Scheduling calendar events with temporal constraints across multi-turn conversations
Conflict resolution when new events overlap with existing ones
Maintaining permanent constraints during rescheduling
Producing valid JSON calendar output in the required format

Compute Requirements

Nemotron Calendar V2 does not require a sandbox. It has minimal compute requirements.

License

CC-BY-4.0.

Tasks

There are 9,915 tasks across two splits:

Split	Tasks
train	9,659
validation	256

Each task presents a multi-turn conversation (4-50 messages, mean 28.7) containing system instructions, user requests, and prior assistant responses. The agent must provide the next assistant response with the complete updated calendar. The expected calendar state has 1-8 events per task (mean 5.2).

Reward Structure

This is a sparse, binary reward environment. The agent calls the answer tool once with its calendar response.
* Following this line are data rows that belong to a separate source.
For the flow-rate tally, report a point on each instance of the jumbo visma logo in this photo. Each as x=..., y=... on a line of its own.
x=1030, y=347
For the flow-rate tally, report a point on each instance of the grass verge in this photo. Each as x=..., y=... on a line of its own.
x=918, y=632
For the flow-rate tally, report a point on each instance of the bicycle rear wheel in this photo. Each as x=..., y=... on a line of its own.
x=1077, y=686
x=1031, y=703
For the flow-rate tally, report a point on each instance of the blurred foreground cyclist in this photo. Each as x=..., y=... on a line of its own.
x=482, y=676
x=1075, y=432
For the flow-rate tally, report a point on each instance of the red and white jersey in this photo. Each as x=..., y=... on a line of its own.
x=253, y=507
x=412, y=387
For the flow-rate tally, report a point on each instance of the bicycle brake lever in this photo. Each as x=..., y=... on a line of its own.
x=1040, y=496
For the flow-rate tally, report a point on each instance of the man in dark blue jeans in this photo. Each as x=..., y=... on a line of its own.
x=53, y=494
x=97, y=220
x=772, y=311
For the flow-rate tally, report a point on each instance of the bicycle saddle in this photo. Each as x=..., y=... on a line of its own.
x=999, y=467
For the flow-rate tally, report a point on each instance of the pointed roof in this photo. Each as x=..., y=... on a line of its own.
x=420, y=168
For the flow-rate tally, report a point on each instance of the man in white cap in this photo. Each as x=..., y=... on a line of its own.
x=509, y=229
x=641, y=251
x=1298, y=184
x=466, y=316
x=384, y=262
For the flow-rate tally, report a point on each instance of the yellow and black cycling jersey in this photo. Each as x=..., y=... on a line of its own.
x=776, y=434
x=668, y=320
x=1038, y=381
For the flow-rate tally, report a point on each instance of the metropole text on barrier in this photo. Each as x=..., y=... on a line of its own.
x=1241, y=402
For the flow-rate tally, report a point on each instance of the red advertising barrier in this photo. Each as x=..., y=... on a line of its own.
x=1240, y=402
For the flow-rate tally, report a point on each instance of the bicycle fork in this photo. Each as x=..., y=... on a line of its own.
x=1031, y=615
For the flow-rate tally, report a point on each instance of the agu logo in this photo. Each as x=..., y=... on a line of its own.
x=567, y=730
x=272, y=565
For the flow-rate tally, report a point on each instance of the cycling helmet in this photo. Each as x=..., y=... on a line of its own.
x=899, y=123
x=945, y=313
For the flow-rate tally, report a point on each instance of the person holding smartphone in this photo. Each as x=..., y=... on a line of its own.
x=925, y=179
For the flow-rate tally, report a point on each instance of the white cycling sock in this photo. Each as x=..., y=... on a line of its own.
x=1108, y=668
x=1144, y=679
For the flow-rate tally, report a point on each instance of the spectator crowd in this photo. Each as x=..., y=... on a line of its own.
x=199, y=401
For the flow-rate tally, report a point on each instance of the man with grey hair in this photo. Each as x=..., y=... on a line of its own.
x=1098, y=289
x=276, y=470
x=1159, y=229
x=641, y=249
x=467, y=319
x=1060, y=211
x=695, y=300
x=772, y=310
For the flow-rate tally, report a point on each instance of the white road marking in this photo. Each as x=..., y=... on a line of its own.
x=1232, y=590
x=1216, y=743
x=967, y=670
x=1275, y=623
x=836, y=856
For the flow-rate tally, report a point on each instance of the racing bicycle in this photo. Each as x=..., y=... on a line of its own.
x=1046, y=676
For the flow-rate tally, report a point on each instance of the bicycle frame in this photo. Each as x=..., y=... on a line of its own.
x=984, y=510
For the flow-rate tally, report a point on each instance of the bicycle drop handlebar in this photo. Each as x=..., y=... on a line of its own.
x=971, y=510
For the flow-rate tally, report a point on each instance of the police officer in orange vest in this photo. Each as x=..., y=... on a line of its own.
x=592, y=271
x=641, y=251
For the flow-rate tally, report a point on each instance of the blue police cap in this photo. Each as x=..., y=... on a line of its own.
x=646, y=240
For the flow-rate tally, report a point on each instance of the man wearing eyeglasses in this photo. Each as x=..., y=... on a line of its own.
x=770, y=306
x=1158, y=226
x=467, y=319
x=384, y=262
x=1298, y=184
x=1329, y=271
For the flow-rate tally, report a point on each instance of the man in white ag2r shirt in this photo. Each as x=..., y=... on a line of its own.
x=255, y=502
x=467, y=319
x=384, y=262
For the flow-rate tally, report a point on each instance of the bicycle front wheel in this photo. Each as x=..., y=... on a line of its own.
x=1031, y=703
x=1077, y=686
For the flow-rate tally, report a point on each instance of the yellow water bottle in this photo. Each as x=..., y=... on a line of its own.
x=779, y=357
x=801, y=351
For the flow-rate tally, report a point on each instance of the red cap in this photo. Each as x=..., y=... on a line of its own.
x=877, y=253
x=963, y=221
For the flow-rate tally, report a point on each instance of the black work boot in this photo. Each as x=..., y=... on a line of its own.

The response is graded deterministically against the expected calendar state:

$$\text{Reward} = \begin{cases} 1 & \text{if all checks pass} \ 0 & \text{otherwise} \end{cases}$$

Checks performed:

No <think> tags in response
Valid JSON list extracted from response
Correct number of events
No overlapping events
All constraints satisfied (duration, time window, before/after/at/between constraints)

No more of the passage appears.